Performance with Random Forest
Gradient Boosting Trees is an ensemble learning technique that builds a series of decision trees sequentially, with each tree correcting the errors of the previous one. This iterative process leads to the creation of a powerful predictive model. The general concept of Gradient Boosting can be applied to both regression and classification problems. Gradient Boosting Trees is often used for supervised learning tasks where the goal is to predict an outcome variable based on input features.
Advantages of Gradient Boosting
- High Predictive Accuracy: Gradient Boosting often provides high predictive accuracy, making it one of the most powerful machine learning algorithms.
- Handles Nonlinear Relationships: It is capable of capturing complex, nonlinear relationships in the data, making it suitable for a wide range of problems.
Disadvantages of Gradient Boosting
- Tuning Complexity: Tuning the hyperparameters of Gradient Boosting can be complex, and the optimal values may depend on the specific characteristics of the dataset.
- Computational Complexity: Training a large number of trees can be computationally expensive, especially with deep trees. This can be a limitation for real-time applications.
Hyperparamters
- Learning Rate(learning_rate): A hyperparameter that scales the contribution of each tree. Lower values make the model more robust, but too low a value may require more trees to achieve the same level of performance. Typical values range from 0.01 to 0.3.
- Number of Trees (n_estimators): The total number of trees in the ensemble. Increasing the number of trees generally improves performance, but it also increases computational cost. It is often set through cross-validation.
Performance with Gradient Boosting
Without hyperparameter tuning, the accuracy for Decision trees was 23.90% which is slightly better than randomly selection one out of 6 genres (1/6 = 16.677%) Using the most common hyperparameters for Decision Trees, a grid search was conducted between Criterion, Minimal Gain and Maximum Depth taking 2 parameters at a time.
Accuracy for the following are listed:
- Criterion and Minimal Gain - 47.87% (Criterion = information_gain and Minimal Gain = 0.001)

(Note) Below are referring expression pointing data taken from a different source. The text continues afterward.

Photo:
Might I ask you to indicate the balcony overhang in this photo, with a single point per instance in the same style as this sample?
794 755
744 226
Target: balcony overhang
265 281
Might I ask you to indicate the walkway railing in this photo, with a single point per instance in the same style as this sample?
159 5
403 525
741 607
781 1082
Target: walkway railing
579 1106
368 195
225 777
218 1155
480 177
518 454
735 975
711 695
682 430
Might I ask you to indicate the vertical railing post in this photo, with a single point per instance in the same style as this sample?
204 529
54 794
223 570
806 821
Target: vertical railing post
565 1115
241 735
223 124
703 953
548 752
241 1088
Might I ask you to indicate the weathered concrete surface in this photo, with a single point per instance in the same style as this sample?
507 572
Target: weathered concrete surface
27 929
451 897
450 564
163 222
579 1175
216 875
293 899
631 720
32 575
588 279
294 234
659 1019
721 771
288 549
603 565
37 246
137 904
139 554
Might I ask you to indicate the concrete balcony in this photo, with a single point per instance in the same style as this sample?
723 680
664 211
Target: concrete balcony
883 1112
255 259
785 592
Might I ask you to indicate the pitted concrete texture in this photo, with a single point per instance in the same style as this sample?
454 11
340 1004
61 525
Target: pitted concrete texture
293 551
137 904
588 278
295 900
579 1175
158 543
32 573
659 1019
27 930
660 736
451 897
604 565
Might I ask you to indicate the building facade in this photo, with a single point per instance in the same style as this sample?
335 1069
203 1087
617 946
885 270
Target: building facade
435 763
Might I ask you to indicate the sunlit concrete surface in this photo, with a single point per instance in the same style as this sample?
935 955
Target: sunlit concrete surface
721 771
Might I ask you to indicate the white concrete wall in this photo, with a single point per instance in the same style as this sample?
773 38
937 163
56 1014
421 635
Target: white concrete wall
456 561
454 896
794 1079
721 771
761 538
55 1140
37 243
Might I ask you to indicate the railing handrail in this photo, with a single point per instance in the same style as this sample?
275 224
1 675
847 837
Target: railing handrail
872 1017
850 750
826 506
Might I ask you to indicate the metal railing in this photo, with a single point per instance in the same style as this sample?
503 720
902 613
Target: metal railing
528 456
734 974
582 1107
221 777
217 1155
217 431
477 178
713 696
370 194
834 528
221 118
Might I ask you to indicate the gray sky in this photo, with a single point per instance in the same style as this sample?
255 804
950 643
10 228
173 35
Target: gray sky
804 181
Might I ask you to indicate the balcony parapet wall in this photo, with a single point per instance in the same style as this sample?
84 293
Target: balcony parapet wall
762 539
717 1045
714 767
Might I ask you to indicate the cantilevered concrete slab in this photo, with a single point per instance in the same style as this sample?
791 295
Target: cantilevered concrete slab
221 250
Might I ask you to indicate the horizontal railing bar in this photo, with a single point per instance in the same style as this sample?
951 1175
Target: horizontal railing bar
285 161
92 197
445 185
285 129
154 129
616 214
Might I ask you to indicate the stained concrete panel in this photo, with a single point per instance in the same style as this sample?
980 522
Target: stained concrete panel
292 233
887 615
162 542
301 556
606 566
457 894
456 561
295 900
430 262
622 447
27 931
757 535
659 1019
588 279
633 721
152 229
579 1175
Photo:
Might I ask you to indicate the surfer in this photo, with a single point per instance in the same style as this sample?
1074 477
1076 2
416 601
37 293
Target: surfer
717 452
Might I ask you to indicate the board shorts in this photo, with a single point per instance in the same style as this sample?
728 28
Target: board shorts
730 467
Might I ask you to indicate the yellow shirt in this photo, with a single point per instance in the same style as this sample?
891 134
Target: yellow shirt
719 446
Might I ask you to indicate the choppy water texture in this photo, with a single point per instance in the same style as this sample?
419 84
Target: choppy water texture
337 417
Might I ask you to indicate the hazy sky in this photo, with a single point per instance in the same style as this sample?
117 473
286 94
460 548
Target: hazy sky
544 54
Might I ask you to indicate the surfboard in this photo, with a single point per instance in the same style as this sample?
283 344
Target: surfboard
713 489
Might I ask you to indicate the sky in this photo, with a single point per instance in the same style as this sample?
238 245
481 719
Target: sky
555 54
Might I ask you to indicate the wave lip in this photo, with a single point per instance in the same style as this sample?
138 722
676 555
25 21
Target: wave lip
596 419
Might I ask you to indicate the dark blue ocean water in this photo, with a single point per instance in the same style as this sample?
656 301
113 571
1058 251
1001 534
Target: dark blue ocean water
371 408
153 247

- Criterion and Maximum Depth - 48.16% (Criterion = information_gain and Maximum Depth = 11)
- Minimal Gain and Maximum Depth - 48.22% (Criterion = information_gain and Minimal Gain = 0.001 and Maximum Depth = 11)
The best accuracy comes from the combination of 1. Criterion = information_gain 2. Minimal Gain = 0.001 3. Maximum Depth = 11
Without hyperparameter tuning, the accuracy for Gradient Boosting trees was 50.42% which is better than the most optimized decision tree accuracy Using the most common hyperparameters for Gradient Boosting, a grid search was conducted between Learning Rate and Number of trees.
The best accuracy comes from a combination of 1. Learning Rate = 0.241 2. number of trees = 100
Final Accuracy - 56.1%
Models | Accuracy |
---|---|
KNN | 48.50% |
SVM | 36.27% |
Decision Trees | 23.90% |
Random Forest | 24.92% |
Gradiant Boost | 50.42% |
Optimized Decision Trees | 48.22% |
Optimized Gradiant Boost | 56.1% |
The accuracy for this project is on the lower side.
Music genre classification is difficult to perform especially today where colaboration is done among artists of different genres to create music that is an amalgamation of multiple different genres.
Pop music which stands for popular music encompasses music that has become popular globally. Consequently, songs sung by R&B artists such as the Weeknd would be labelled as pop when it is technically R&B. Similarly, this dataset labels songs from popular EDM artists such as Martin Garrix as Pop. This creates a disparity between the atrributes of the song and the actual label class.
A more accurate solution would be to take the Artist name into account and perform supervised learning and perform an unsupervised learning over the rest of the song attributes.